A limited liability company (“LLC”) is the most popular statutory business entity in the United States. It is also the newest, with the first LLC statute enacted in Wyoming in 1977. Most other states did not catch on and establish their limited liability statutes until the early 1990s.

It is essential to have the advice of a business attorney when you form an LLC. An experienced attorney can help you anticipate possible problems and prevent many of the disputes we see LLC members embroiled in when they did not consult with an attorney during formation. 

If you are forming an LLC, especially if it is a multi-member LLC, please contact a seasoned business attorney first. 

What Is an LLC?

Before states created LLCs, multi-owner businesses were either partnerships or corporations. A partnership offers the tax advantage that business income or loss flows straight through the business to the partners and is only taxed once, at the individual level. But, in a partnership, the partners can be held liable for the business’s debts and liabilities.

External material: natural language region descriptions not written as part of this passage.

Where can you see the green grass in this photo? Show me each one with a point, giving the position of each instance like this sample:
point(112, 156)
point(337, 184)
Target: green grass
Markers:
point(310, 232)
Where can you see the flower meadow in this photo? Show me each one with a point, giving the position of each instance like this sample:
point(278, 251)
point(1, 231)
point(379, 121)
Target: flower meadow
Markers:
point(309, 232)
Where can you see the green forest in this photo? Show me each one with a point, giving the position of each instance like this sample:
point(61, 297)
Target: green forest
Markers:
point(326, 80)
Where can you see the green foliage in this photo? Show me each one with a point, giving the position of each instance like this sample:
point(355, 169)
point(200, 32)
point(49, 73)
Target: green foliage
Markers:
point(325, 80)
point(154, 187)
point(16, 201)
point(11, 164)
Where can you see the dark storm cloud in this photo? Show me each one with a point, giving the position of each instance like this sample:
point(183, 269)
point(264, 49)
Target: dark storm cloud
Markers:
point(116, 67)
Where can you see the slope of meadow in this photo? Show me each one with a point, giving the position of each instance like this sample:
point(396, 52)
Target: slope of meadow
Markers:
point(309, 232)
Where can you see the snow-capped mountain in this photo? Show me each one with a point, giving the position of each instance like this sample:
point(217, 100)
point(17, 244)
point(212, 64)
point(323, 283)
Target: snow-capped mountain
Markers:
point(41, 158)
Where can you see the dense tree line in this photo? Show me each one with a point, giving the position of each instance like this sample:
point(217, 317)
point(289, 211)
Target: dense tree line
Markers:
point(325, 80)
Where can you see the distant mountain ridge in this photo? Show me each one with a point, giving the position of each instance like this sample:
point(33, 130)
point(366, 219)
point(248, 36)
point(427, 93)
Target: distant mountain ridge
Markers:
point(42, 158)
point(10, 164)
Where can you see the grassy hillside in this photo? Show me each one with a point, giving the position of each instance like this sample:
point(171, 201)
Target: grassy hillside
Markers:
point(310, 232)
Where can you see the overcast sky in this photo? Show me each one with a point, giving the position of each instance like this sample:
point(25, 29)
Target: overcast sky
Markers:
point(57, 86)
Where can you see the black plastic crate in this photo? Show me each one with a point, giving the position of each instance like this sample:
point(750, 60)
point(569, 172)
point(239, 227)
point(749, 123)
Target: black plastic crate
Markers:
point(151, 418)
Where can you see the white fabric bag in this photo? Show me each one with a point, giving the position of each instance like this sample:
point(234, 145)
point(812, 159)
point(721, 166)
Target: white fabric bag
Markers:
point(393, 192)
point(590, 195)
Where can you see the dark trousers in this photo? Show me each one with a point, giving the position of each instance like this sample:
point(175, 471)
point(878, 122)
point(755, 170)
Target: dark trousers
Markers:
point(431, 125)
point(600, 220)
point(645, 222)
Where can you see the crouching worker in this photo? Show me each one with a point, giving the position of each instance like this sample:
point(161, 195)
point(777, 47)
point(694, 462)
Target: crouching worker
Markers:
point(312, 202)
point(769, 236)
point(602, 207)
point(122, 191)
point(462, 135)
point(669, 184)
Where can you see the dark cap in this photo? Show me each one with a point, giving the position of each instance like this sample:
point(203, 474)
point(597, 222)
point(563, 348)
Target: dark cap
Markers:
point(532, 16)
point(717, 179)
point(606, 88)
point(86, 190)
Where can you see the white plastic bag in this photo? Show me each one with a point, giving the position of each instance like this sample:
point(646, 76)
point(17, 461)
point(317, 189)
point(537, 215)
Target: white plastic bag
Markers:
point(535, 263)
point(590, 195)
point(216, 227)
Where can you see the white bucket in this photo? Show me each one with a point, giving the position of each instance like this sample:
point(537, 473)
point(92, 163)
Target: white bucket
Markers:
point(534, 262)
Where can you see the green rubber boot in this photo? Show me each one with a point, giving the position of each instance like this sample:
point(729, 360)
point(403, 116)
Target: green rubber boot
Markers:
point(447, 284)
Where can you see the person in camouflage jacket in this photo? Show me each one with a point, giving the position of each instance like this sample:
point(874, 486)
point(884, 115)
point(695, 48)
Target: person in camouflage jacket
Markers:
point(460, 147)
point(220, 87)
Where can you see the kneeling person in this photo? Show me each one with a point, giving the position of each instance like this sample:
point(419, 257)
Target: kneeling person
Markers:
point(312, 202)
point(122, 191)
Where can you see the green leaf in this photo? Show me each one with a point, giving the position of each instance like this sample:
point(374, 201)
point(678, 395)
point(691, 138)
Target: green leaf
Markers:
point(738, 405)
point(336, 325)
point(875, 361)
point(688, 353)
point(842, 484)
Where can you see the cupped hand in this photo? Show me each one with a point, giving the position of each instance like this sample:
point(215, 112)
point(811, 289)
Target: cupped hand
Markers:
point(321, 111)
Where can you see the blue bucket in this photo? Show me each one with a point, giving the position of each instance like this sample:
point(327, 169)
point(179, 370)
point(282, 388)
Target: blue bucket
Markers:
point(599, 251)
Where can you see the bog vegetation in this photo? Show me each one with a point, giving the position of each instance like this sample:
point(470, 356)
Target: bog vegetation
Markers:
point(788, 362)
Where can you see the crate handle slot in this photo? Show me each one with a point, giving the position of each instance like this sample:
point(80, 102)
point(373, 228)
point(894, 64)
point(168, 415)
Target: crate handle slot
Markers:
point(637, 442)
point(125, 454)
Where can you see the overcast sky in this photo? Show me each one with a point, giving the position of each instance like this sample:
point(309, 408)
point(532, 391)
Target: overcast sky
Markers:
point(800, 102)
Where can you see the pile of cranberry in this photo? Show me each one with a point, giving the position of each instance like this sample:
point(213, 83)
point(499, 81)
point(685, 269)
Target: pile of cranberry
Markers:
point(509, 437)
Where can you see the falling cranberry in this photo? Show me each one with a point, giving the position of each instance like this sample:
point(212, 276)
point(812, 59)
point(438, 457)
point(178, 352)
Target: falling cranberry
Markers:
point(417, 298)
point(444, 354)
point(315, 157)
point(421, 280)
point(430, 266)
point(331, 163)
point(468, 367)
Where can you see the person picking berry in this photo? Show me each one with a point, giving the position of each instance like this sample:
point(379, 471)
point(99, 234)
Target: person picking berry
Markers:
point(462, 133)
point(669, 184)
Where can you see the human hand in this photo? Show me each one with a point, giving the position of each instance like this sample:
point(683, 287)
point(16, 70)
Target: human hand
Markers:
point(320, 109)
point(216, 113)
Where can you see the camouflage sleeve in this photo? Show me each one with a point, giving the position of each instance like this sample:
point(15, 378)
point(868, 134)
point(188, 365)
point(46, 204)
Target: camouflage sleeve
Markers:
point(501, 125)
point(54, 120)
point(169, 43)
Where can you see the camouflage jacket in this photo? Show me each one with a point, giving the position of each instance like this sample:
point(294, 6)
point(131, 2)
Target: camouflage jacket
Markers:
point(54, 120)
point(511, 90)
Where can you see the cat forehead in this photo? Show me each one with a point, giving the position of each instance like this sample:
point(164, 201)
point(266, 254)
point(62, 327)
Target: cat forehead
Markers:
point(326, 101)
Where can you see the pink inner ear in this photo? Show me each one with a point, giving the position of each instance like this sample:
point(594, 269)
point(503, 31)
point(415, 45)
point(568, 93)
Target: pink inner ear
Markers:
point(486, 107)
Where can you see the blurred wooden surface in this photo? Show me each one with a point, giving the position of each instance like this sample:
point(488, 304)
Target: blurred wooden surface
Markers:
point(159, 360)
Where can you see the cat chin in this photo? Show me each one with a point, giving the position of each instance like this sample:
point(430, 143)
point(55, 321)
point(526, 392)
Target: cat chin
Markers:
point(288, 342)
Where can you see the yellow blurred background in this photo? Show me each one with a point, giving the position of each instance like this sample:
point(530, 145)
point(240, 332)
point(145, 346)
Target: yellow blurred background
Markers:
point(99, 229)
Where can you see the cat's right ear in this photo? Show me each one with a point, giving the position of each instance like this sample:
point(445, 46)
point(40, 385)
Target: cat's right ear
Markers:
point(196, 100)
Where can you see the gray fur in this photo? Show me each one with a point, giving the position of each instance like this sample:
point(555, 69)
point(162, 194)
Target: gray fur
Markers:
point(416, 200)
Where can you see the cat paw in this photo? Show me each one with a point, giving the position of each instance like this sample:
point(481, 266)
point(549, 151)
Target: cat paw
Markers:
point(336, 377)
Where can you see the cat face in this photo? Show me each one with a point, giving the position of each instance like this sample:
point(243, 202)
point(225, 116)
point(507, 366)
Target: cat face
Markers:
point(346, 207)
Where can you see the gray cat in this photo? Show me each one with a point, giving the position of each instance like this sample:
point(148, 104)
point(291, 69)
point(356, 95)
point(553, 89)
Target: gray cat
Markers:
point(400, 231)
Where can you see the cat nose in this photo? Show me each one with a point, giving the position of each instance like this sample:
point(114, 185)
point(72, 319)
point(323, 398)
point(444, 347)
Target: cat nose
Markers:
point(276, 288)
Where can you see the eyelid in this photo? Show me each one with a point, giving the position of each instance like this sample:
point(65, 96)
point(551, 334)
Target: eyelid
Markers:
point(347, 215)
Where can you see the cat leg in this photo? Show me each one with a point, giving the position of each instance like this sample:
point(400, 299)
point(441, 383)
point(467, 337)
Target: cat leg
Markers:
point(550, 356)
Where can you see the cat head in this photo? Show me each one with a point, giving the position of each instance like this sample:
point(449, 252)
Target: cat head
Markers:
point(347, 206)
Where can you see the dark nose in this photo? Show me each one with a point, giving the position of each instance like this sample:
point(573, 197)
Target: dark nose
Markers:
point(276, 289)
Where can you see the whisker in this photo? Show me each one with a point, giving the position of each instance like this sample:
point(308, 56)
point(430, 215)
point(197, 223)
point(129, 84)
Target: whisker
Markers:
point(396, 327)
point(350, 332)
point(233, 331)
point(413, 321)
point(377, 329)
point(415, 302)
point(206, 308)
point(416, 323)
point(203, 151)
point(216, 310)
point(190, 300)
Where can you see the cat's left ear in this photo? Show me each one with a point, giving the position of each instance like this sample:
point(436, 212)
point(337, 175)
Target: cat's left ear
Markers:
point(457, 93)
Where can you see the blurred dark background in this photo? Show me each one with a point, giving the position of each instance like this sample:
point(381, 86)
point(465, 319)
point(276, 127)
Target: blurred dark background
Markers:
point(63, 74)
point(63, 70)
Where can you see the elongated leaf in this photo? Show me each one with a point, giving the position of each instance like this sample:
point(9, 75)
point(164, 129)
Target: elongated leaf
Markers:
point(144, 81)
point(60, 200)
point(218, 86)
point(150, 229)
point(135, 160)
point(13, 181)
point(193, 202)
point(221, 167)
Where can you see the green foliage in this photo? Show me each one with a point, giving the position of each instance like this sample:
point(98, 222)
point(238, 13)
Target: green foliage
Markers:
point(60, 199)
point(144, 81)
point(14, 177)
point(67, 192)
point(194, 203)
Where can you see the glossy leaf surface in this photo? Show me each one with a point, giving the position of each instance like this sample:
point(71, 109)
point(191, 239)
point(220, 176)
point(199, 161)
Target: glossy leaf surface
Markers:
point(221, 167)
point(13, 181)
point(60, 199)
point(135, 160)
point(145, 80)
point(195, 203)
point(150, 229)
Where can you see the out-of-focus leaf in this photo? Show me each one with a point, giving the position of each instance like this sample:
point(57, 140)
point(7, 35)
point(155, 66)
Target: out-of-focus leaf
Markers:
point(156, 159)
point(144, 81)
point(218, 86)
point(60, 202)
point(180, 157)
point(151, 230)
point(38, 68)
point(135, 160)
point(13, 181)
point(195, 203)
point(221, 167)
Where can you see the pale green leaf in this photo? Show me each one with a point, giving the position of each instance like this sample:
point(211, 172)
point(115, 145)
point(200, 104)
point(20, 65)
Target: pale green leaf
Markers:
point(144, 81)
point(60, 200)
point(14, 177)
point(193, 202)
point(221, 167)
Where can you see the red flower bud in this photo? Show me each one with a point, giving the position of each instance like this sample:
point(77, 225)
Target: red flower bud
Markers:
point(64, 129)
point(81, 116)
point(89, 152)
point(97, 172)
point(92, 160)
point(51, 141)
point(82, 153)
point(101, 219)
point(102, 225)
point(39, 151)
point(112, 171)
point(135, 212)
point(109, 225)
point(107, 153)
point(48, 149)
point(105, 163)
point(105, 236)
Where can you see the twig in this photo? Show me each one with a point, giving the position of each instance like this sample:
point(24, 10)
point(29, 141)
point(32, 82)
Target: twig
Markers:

On the other hand, corporations provide a liability shield. If the corporate stakeholders follow corporate formalities, the law generally protects them from individual liability for the company’s debts and liabilities. But, the law also sees corporations as separate and distinct legal entities from their stakeholders and taxes corporate income both at the corporate level and then again when distributed as salaries or dividends to individuals. 

States invented the LLC to provide owners with both liability protection and pass-through taxation. 

What Are the Legal Requirements To Start an LLC?

The LLC members must pay a filing fee and register the LLC with the Secretary of State. They must pick a name for the business and also choose a registered agent – the person responsible for accepting any legal process.

Unlike a corporation, an LLC does not have shareholders or shares. It does not need to have a board of directors or annual business meetings. But, an LLC is still separate and distinct from its members. Therefore, the primary formality needed to protect the members from liability is to keep all the LLC’s finances separate.

The LLC should have a bank account and its own set of books. Income into the LLC and distributions from the LLC should each be recorded. LLC members should not use their bank accounts for LLC business. And they should not use the LLC account to pay personal expenses, such as home mortgage or groceries. This commingling of funds is one of the main ways we have seen LLC members lose liability protection.

Another way an LLC can lose liability protection is by not adequately insuring or capitalizing the company. It is important to make sure the company has enough insurance or capital on hand to cover reasonable liabilities. If not, an enterprising plaintiff’s attorney can argue that the inadequately unfunded LLC only exists as a liability shield and not as a legitimate business.

You Should Have a Lawyer Prepare an Operating Agreement

An LLC is not legally required to have an operating agreement, but it should. An operating agreement is a contract between the LLC members defining their relationship with each other and their relationship to the LLC. 

Many disputes between LLC members happen because they either did not create an operating agreement or they used a poor template they downloaded off the internet. If the LLC members reach an impasse without an operating agreement, a lawsuit could be necessary to resolve the issue. Depending on the state, a court could be forced to break a tie or even dissolve the company. An experienced business attorney can help you anticipate possible issues and deal with them in advance in the operating agreement. 

Here are just some of the issues to deal with in an operating agreement:

  • What is the ownership percentage?
  • What capital contributions are required?
  • How will profits and losses be allotted?
  • Who decides when distributions are given?
  • Who handles day-to-day business decisions?
  • What are day-to-day decisions versus larger decisions?
  • How are larger decisions voted upon?
  • What happens in the event of a tie?
  • What happens if a member wants to sell shares?
  • What happens if a member is done and wants to force the other members to buy shares?

With just this short list, it is easy to see that a well-crafted operating agreement can prevent significant conflict between members. Sadly, it is too often we see spouses, friends, or family go into business together without clearly defining each member’s rights and responsibilities. We work hard with clients to proactively prevent those situations. 

Build a Relationship for Your Future Business Needs

The two most important reasons to work with an attorney when forming your LLC are to 1) create a solid operating agreement, and 2) make sure you follow the minimum business formalities to keep your liability shield. When you partner with an attorney early in the life of your business, your attorney can start to know your business inside and out. That way, your business attorney can help you prevent problems before they occur.